Cash or Annuity?
Lottery jackpot winners have the choice of taking the full prize in 30 payments over 29 years (the first instalment is paid immediately), or accepting a reduced cash lump sum.
The advertised jackpot value shows how much the jackpot would be worth with 29 years of interest from investments the lottery operator makes.
The option of accepting annual payments is called an annuity.
The cash lump sum option is lower because it represents the amount of money available in the jackpot fund from ticket sales at the time of the draw. In theory, if you invested the cash lump sum for 29 years, you would end up with the advertised jackpot amount.
For example, when Mavis Wanczyk of Massachusetts won the Powerball jackpot in August 2017, she was given the choice between collecting $758.7 million over 29 years, or $480.5 million right away. She accepted the cash option.
The value of the annual annuity payment is graded to grow by 5 percent each year to compensate for cost of living increases. Payments are guaranteed to the player by the U.S. government, even if the securities in which the lottery invests do not yield the expected return.
The vast majority of winners accept the cash payment, with some believing they can gain a bigger return than the lottery on investments and others simply preferring to become fabulously wealthy right away. However, some see the annuity payment as being a more sensible choice, since it guarantees an income for 29 years.
With regards to taxes, they are only payable on income earned in a given tax year. Therefore, winners who choose to receive their prize as a cash lump sum will pay taxes a single time on that payout. However, you will still need to pay taxes on income you receive from the sum in the future.
Winners who choose the annuity payout option (annual payments over 29 years) pay taxes on each annual payment.
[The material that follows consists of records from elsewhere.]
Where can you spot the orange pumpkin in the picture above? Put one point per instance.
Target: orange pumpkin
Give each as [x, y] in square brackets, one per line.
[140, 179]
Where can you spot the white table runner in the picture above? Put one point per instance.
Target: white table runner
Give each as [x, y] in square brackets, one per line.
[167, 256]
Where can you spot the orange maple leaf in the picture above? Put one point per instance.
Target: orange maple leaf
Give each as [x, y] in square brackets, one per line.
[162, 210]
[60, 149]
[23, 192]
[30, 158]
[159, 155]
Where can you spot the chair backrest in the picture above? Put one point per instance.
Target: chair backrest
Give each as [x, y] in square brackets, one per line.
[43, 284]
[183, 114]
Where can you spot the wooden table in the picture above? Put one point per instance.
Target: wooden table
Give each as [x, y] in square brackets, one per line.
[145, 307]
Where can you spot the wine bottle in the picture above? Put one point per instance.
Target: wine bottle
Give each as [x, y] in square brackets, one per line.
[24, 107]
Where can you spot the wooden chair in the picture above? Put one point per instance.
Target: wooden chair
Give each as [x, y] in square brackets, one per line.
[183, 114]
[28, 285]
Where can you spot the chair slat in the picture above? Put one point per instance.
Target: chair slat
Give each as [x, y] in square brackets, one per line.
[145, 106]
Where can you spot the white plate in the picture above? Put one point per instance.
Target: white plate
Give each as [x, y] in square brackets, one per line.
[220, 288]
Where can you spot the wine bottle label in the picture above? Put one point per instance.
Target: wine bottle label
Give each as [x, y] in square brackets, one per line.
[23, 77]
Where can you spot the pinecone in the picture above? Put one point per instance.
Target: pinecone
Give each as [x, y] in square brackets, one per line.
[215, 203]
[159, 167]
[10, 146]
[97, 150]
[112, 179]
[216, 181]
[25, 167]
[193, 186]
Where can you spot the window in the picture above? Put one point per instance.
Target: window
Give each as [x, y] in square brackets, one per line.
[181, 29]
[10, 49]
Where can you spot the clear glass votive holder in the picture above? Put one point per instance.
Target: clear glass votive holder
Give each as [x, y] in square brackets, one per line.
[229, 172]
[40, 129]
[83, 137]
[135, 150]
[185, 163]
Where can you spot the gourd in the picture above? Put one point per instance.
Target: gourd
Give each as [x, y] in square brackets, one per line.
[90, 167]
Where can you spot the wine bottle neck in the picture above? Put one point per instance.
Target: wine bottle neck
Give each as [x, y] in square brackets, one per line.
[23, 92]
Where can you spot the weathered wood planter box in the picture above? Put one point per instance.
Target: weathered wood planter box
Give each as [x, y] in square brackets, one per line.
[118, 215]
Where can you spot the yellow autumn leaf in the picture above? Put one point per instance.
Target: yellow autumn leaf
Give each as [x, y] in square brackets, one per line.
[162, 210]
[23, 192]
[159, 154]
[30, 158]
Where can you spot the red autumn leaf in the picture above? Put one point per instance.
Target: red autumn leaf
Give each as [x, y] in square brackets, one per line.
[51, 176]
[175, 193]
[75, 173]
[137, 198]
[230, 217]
The tax rate depends on the value of each payment.
Can a Lottery Annuity be inherited?
If you die with a lottery annuity, the exact procedure will depend on the specific rules of the lottery that you won. However, generally the answer is ‘yes’; annuity payments will continue after someone dies.
Some lotteries will pay a lump sum into the estate of the deceased, but others will just continue to pay the annuity payments as if nothing had happened.